Syria crisis: Arab League postpones Syria talks
Arab League foreign ministers have postponed a meeting in Saudi Arabia to debate the crisis in Syria.
The ministers had been due to discuss a new envoy to Syria to replace Kofi Annan, who resigned earlier this month.
The US Secretary of State Hillary Clinton has said the US and Turkey are working together on detailed plans to support the Syrian opposition.
Fighting has continued in the Syrian capital, Damascus, and the second city of Aleppo.
Speaking on a visit to Istanbul, Mrs Clinton said both the US and Turkey were making preparations to respond to the possible collapse of President Bashar al-Assad's government, the use of chemical weapons and increases in the number of cross-border refugees.
Mr Annan resigned from his position as UN-Arab League envoy to Syria earlier this month, after his proposed six-point peace plan failed to come into effect and violence escalated.
His replacement had been due to top the agenda for foreign ministers who had been due to gather on Sunday in the Saudi city of Jeddah.
But the Arab League's deputy secretary general, Ahmed Ben Helli, told reporters the meeting has been postponed, and no new date had yet been set.
He did not say why the meeting had been delayed.
The man tipped by diplomats to be given the job is veteran Algerian diplomat Lakhdar Brahimi.

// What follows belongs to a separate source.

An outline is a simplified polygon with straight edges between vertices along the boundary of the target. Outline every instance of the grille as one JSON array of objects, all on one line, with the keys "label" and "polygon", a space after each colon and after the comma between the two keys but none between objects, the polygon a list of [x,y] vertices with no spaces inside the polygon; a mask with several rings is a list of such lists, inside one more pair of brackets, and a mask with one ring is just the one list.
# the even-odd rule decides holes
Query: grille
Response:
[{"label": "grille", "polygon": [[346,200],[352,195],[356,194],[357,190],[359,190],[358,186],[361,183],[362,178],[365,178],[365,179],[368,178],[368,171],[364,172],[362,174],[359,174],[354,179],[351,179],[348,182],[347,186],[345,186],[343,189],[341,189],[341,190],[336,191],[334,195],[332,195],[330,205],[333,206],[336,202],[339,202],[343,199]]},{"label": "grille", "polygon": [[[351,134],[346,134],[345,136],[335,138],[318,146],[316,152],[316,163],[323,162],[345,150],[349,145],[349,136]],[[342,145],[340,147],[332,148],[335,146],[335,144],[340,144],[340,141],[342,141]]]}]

The mandate of the United Nations observer mission in Syria - which now comprises some 150 observers - is due to run out in a week's time.
But UN Secretary-General Ban Ki-moon says there still need to be people on the ground to make impartial assessments of the military situation.
The Security Council will discuss the issue on Thursday, but there is little consensus on the council, with Syrian ally Russia calling for an extension and the US sceptical about prolonging the mission.
Instead, the US is taking steps outside the structures of the UN to support Syrian opposition groups, such as the setting up of the working group with Turkey announced by Mrs Clinton in her meeting with her Turkish counterpart Ahmet Davutoglu on Saturday.
"Our number-one goal is to hasten the end of the bloodshed and the Assad regime," she said.
"Our intelligence services, our military have very important responsibilities and roles to play so we are going to be setting up a working group to do exactly that."
A "range of contingencies" was discussed, including the possible use of chemical weapons by the Assad government, Mrs Clinton added.
Meanwhile, inside Syria, fighting is continuing.
Syrian state TV said authorities were hunting "terrorists" who had set off a bomb in Marjeh, an exclusive district of Damascus near the central bank, and who were "shooting at random to spark panic among citizens".
At about the same time, another blast went off near Tishrin Stadium close by, reported state news agency Sana.
Hours later, Sana reported that a bus had been attacked in a Damascus suburb, said AP news agency, with six passengers from the central province of Hama killed. It blamed the attack on the "terrorists".
Violence erupted again between the rebel Free Syrian Army (FSA) and government forces in the country's largest city, Aleppo.
Activists said the army pounded areas south-west of Salah al-Din, from which the rebels retreated on Thursday.
Reports from Syria are difficult to confirm because of restrictions on reporters working there.